ECO35-2 thats it. In two player made player two could pick them all, even the boss- The Supervisor was availiable if you entered the cheat. Meanwhile player one is stuck with the blue, generic, bland way-too-human to be a robot fighter: ECO35-2.


This game can be beaten in one sitting. Its way too simple. The AI genius of this game is hard however if you try to think that this game is even remotely complex. The controls are set up exactly like Street Fighter 2 in that you have 3 punches and 3 kicks, all of which look the same but are performed at different speeds and inflict less or more damage. The key to winning this isn't anything special or difficult, no combos needed and no special moves. The key to survival in ROTR is walking your clunky, blue, slow ass robot towards your enemy and hitting the punch button and then... repeat. I've never completed a game so easily, and frankly the games ending for just 1 character didn't make me feel good for finishing this piece of shit.

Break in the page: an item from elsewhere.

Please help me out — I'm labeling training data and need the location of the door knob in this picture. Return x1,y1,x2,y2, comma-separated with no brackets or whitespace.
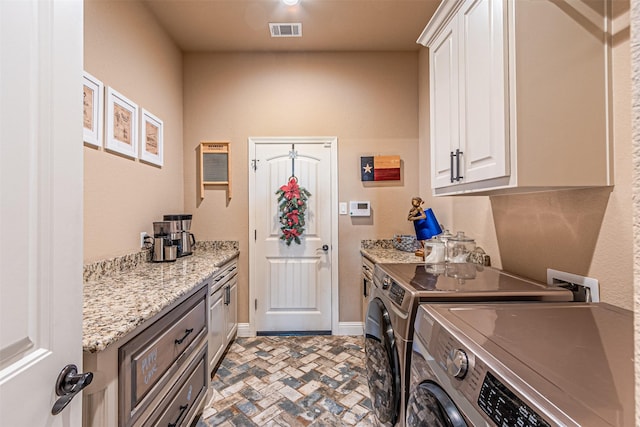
51,364,93,415
321,244,329,252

Graphics sell this game as I have mentioned, and sound gets a few points too. The package and ads for this game noted Queen Guitarist Brian May scoring the soundtrack but in fact his track called 'The Dark' is the only song that made it on the main intro screen. I guess the designers for ROTR tested this game while their Cd player at the office played hits like 'Bicycle' or 'Radio ga-ga' and thought it would rock. No insult to Brian May at all, he's a guitar legend, but this project was NOT for him. Queen is ok, but not for a fighting game. While fighting you'll hear energizing music and lots of samples of what resembles metal hitting metal sounds, which works for it. No voice samples are in this game, no announcer yelling FIGHT! Lame.


Thankfully this was a rental at a Blockbuster and I wasn't a sorry bastard that actually went out and bought this. Otherwise this game would have been tied to a brick and thrown through a window of a Walmart. The even scarier part is that this game had sequal that appered on the Sony PSone and the Saturn, which got the same reception as the first game. No one can learn sometimes.


There was a lot of innovative gaming systems comming out in the mid-90's and a lot of them tanked. This game wasn't bad enough to kill the Nintendo SNES or the Sega Genesis, but it probably had its hand in on killing the 3do, and CDi systems ever so slowly. So while your cruising Ebay don't be surprised if Rise of the Robots is a pack in game for someone trying to rid themselves of a CDi or 3do system, they're just trying to get rid of the financial hex put on them from that fateful day when they had spent 500 plus dollars into what was supposed to be the newest generation of gaming system and what could have been a original and creative fighting game if only the folks at Mirage gave more than a damn.

1 comment:

Hawanja said...

Hey Bob, excellent post. You should do a post about Way of the Warrior, quite possibly the worst 3DO game ever.